Aton corps défendant, tu devras en passer par la froidure des temps hostiles et stériles et la froideur des hommes, des femmes surtout, si tu veux espérer pouvoir quelque jour courber le destin, de surcroît faire mentir tes détracteurs de naguère et, comble du comble, faire un royal pied de nez à celles et ceux qui t’ont traité comme un moins que rien par le passé.

Les visages narquois de tous ces fâcheux défilent sous tes yeux amusés, maintenant que tu ne mets plus ta lumière sous le boisseau. Leurs visages de cire fondent doucement sous les rayons de ton petit musée Grévin. Imagine un peu ce qu’ils vont devenir !

Le ressentiment n’a jamais été ta tasse de thé ; tu laisses derrière toi un passé qui ne bouillonne plus en toi depuis bien longtemps. Ni essence ni quintessence ne te retiennent de ces lieux de geôle par où tu as enfermé le passé jeté aux oubliettes de l’histoire que tu n’écriras pas.

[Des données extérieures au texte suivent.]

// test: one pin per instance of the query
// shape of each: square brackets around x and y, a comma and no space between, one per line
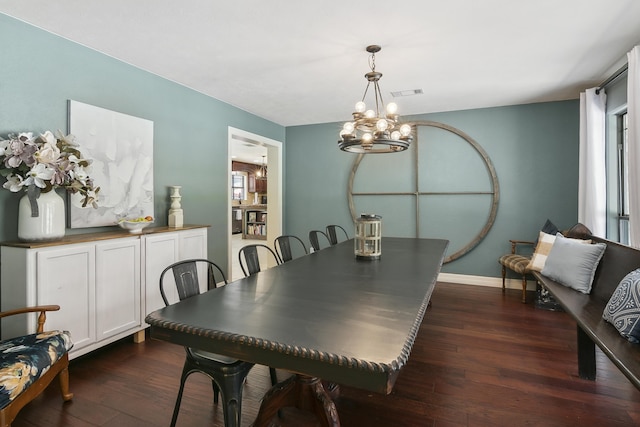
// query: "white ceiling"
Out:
[298,63]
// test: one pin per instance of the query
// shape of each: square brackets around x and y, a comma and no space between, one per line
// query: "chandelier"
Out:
[261,173]
[371,132]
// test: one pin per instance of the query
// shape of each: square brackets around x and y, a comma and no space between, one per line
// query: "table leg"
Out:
[301,392]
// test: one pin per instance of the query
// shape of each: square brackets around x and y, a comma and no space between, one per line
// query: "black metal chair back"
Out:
[249,258]
[284,248]
[318,240]
[333,235]
[186,277]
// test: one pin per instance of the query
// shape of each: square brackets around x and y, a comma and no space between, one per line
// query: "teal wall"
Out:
[534,149]
[40,72]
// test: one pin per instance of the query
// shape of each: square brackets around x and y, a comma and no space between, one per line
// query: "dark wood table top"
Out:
[324,315]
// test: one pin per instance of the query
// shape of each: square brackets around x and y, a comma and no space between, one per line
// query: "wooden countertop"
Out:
[114,233]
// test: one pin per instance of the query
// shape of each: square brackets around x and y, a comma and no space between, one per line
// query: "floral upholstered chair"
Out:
[29,363]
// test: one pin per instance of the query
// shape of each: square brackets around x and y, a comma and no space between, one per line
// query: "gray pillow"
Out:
[573,264]
[623,308]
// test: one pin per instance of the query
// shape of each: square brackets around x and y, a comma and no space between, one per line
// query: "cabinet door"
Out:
[66,277]
[193,245]
[117,287]
[160,251]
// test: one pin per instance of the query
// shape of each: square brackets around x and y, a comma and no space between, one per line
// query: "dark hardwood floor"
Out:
[481,359]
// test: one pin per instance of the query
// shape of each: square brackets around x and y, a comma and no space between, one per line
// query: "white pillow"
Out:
[572,263]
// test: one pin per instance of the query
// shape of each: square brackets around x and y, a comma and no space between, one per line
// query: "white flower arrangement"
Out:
[43,163]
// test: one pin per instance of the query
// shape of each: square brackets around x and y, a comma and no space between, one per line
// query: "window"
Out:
[623,178]
[237,186]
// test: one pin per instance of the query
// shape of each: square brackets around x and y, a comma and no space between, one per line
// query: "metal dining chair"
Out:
[333,235]
[318,240]
[284,247]
[250,266]
[227,374]
[249,258]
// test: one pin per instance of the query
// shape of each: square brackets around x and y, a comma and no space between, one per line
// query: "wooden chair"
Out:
[517,263]
[284,249]
[333,235]
[249,259]
[44,356]
[318,240]
[227,374]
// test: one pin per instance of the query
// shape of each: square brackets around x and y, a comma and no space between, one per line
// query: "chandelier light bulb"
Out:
[405,130]
[348,127]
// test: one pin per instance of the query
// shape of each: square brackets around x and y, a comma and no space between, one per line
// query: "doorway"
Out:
[249,148]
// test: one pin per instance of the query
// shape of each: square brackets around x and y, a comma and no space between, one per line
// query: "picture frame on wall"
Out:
[121,149]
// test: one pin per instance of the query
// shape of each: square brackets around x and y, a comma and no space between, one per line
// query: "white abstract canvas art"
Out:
[121,147]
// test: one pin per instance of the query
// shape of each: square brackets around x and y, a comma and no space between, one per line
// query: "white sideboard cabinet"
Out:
[104,283]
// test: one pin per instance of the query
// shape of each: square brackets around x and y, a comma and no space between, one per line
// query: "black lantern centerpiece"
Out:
[368,238]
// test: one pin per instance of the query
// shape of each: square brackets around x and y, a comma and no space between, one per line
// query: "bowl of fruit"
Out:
[135,225]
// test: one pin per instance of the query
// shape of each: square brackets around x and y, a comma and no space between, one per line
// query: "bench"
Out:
[617,261]
[29,363]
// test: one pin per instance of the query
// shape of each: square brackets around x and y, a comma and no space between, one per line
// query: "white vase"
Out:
[48,225]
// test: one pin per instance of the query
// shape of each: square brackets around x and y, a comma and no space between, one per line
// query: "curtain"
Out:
[633,135]
[592,195]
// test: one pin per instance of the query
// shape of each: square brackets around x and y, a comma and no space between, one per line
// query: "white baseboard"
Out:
[493,282]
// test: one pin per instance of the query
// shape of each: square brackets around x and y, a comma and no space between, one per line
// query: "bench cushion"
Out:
[623,309]
[515,262]
[26,358]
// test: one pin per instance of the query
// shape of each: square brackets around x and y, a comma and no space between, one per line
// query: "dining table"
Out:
[326,317]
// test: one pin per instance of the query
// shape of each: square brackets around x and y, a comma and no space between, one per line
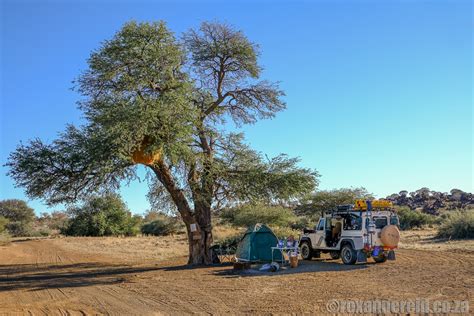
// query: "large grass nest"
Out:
[141,155]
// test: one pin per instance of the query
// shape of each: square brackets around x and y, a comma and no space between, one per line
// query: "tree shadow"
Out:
[314,266]
[47,276]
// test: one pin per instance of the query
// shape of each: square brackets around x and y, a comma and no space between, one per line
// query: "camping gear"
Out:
[279,252]
[242,265]
[390,236]
[274,267]
[256,245]
[293,260]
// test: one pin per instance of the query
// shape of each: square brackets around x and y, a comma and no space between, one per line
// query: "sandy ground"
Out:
[147,276]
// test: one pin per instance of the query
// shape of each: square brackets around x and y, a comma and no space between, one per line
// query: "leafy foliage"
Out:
[458,225]
[16,211]
[251,214]
[410,219]
[100,216]
[54,221]
[19,215]
[162,225]
[145,91]
[3,224]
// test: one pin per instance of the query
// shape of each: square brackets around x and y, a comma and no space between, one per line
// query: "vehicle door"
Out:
[318,238]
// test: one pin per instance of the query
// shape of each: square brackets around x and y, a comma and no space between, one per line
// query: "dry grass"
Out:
[140,248]
[224,231]
[133,249]
[145,249]
[426,239]
[4,239]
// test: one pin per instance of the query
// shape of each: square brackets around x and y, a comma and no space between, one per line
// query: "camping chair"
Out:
[224,254]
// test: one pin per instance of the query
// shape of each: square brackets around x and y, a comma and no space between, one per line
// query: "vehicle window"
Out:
[352,222]
[380,222]
[394,220]
[321,224]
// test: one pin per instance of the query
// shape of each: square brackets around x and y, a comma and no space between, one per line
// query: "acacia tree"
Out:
[152,99]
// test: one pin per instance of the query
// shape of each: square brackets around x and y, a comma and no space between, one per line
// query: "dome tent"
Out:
[255,245]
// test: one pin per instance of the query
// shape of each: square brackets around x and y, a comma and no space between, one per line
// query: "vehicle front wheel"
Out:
[335,254]
[380,259]
[306,251]
[348,254]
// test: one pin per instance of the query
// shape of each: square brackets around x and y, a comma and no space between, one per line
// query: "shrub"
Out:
[251,214]
[19,215]
[230,242]
[162,226]
[55,221]
[3,224]
[457,225]
[100,216]
[284,232]
[4,239]
[20,229]
[410,219]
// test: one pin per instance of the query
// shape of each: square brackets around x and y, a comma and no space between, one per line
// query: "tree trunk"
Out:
[200,238]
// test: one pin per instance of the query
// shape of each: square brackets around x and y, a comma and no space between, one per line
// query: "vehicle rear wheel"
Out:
[306,251]
[335,254]
[348,254]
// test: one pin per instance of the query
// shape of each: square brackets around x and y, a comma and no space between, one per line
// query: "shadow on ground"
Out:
[314,266]
[46,276]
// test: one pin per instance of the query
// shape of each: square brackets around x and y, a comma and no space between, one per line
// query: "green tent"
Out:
[256,245]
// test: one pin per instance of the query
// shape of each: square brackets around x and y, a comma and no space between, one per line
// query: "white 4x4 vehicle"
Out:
[354,233]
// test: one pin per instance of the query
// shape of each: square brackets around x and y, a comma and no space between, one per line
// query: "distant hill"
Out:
[431,201]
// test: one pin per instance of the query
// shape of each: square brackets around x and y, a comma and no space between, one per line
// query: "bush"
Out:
[3,224]
[457,225]
[20,229]
[4,239]
[230,242]
[100,216]
[54,221]
[19,215]
[251,214]
[162,226]
[410,219]
[284,232]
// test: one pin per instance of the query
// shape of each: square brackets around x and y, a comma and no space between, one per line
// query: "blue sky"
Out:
[379,93]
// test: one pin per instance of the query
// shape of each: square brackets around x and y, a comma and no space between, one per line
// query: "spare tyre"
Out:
[390,236]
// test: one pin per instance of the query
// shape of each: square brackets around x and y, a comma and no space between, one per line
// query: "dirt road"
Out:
[49,277]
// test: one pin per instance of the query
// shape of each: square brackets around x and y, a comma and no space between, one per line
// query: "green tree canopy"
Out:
[16,211]
[164,102]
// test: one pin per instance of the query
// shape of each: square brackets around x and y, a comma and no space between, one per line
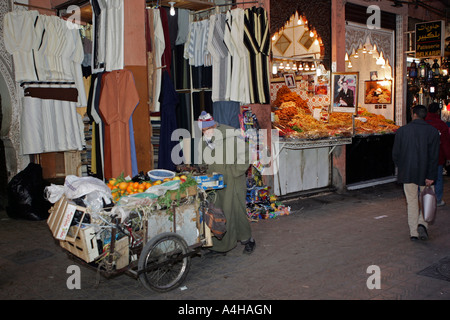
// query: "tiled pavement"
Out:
[321,251]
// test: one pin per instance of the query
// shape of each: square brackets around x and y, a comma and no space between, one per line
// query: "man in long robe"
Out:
[233,165]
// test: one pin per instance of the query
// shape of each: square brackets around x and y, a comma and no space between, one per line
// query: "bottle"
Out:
[422,69]
[435,68]
[430,73]
[413,70]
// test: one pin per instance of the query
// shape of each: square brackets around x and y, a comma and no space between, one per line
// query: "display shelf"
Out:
[298,144]
[194,5]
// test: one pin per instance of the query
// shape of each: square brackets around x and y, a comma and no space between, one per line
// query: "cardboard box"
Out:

L’hiver t’a fait un cœur sec. Cassant comme du verre, et même tranchant comme une lame d’acier, si nécessaire, tu es. Rémouleur de tes haines, voilà que tu aiguises et polies tes armes ou, si tu préfères : te voilà qui aiguises et polies tes armes. Ton regard émerillonné de busard en chasse épouse le bleu du ciel.

Tu ignores la pitié pour toi-même ; tu te réjouis si peu du malheur d’autrui.

Redresseur de tort, toi ? Oui, à ta façon, seulement pour celles et ceux qui savent lire entre tes lignes ou te lire entre les lignes, comme tu voudras.